Why is the enthalpy of a phase transition different from 0?

1. Jun 1, 2014

ricard.py

Hello,
Wikipedia states: Phase changes, such as melting or evaporation, are also isothermal processes.
I am interested in calculating the enthalpy of a given phase transition.

If the process is isothermal, I would immediately say that H is 0, according to the following equation:

dH=CpdT

But I know that this is not true, why?

2. Jun 1, 2014

WannabeNewton

$(\frac{\partial H}{\partial T})_p = C_p$ is only true at constant pressure. During a phase transition neither the volume nor pressure of a substance need be constant.

3. Jun 1, 2014

Staff: Mentor

The equation you wrote applies to only a single phase at constant pressure.
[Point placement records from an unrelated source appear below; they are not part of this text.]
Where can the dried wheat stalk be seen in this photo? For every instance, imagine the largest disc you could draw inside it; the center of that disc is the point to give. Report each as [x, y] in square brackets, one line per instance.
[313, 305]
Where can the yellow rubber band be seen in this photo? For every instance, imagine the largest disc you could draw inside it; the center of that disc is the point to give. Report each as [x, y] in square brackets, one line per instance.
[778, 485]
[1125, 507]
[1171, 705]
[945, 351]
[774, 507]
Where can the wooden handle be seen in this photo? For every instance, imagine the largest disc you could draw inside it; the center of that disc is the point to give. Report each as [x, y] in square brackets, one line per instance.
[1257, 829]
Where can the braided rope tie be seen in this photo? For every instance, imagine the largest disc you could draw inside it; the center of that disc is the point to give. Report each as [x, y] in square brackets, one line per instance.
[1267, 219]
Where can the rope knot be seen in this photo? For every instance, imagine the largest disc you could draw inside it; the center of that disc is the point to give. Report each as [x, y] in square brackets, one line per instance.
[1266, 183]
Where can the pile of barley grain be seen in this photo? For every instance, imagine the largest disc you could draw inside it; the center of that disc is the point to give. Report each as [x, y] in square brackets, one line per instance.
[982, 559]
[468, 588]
If you want to extend it to calculate the change in enthalpy for a phase transition, you need to include latent heat of melting or evaporation. During the phase transition at constant pressure, the temperature remains constant until the phase transition is complete. One way of integrating the above equation over the phase transition is to express the heat capacity in terms of the Dirac delta function δ(T), assuming you are familiar with this function. This gives:
$$ΔH=\int_{T_v^-}^{T_v^+}{Lδ(T-T_v)dT}$$
where L is the latent heat of vaporization, and Tv is the heat of vaporization. In this way, the heat capacity at the transition is Lδ(T-Tv).